Americana and the West from Clark Rare Books
Americana and the West from Clark Rare Books
Clark Rare Books has issued a new catalogue of Americana, The West, and General. This is Clark's second catalogue since moving to Oklahoma, but number 931 in the bookseller's long history. This catalogue includes 244 items of mostly inexpensive material, some collectible, some items more for education and enjoyment. You will find explorers, cowboys, Indians, railroads, emigration, outlaws, prospectors...all of the usual cast of characters one would expect to find in the Old West. Of course there is General George Armstrong Custer, but his brother Tom is in here too. There are also once legendary Americans whose names have for the most part been lost to time, but are resurrected once more in the pages of this catalogue. Let's look inside.
Having noted that this material is not expensive, we will start with the exception to the rule. It is a piece worthy of being the exception -- a must classic for any collection of travels in the American West. Item 197 is a first edition of the Francis Parkman classic, The California and Oregon Trail, published in 1849. This travelogue on the Oregon Trail (Parkman did not reach Oregon or California, he stopped in present-day Wyoming) is one of the best descriptions of the trail and Indians along the way you will find, even if Parkman is a bit white-man-centric at times. Clark notes that this copy has all first edition points, but there are some binding differences that leads them to wonder if it might be one of the six prepublication copies publisher Putnam sent to Parkman for his personal use. Priced at $5,750.
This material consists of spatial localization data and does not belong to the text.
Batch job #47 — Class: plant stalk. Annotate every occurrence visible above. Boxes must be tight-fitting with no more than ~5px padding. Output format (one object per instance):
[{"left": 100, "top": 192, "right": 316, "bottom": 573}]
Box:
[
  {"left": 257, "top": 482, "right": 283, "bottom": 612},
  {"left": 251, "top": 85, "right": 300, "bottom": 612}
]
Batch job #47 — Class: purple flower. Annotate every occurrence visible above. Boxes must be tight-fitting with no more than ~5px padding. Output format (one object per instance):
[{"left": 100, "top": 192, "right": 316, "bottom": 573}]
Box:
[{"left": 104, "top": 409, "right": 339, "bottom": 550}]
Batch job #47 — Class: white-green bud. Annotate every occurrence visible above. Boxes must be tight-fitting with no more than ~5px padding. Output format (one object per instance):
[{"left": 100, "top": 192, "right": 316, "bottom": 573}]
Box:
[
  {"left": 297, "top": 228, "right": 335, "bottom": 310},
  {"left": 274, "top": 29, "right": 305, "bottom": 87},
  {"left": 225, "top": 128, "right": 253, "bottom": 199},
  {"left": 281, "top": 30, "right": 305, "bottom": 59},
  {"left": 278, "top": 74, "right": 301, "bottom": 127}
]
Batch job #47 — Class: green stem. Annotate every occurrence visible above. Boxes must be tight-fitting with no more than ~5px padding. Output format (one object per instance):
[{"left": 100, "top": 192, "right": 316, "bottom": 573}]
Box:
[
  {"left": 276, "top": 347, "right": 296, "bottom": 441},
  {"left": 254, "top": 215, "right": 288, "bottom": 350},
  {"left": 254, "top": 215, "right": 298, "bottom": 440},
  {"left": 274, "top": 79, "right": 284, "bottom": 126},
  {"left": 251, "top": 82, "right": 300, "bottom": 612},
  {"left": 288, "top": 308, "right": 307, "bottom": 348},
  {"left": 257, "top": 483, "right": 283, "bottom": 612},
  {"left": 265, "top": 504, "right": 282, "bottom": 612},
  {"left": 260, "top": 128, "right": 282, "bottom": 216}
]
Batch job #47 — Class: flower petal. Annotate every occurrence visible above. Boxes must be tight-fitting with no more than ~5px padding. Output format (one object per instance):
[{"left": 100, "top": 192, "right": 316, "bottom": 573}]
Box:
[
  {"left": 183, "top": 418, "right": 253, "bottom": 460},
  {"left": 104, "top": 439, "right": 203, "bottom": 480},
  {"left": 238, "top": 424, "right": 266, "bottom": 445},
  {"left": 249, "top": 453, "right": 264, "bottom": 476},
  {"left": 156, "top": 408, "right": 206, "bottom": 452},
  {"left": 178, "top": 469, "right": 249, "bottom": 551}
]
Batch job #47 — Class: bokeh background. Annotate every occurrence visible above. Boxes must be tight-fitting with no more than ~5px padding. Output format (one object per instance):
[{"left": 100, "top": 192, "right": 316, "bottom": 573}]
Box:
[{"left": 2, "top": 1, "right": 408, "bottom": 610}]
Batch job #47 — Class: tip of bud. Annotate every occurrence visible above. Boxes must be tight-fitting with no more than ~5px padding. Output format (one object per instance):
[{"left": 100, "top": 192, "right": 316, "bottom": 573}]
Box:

It was California's second largest disaster of the 20th century, second only to the 1906 San Francisco earthquake. Item 115 is a thorough account of that tragedy: Man-Made Disaster: the story of St. Francis Dam, its place in Southern California's water system, its failure and the tragedy in the Santa Clara River Valley March 12 and 13, 1928, by Charles Outland. With water demand rising for the rapidly growing city of Los Angeles, the chief engineer for the city's water department, William Mulholland, set out to build a dam in San Francisquito Canyon, about 30 miles away. Construction began in 1924, and twice Mulholland changed plans to increase the height of the dam so it could hold more water. Through 1926 and 1927, as the water level was raised, cracks appeared in the dam, but Mulholland dismissed the small leaks as normal for a dam of this magnitude. The reservoir was finally filled on March 7, 1928, and more leaks appeared. On the morning of March 12, the dam keeper discovered a new leak and called Mulholland, who, after an inspection, again determined these were normal. However, shortly before midnight, the dam gave way, cascading some 12 billion gallons of water into the canyon below, a wall of water 125 feet high. Exact casualties will never be known, but at least 450 people, and possibly over 600, died in that wall of water. Later examination showed the land on which the dam was built was too unstable, and construction may have been short of accepted standards even for that time. Mulholland took full responsibility, commenting that he envied those who died. Offered is a 2002 second printing of the 1977 revised edition of Outland's work. $75.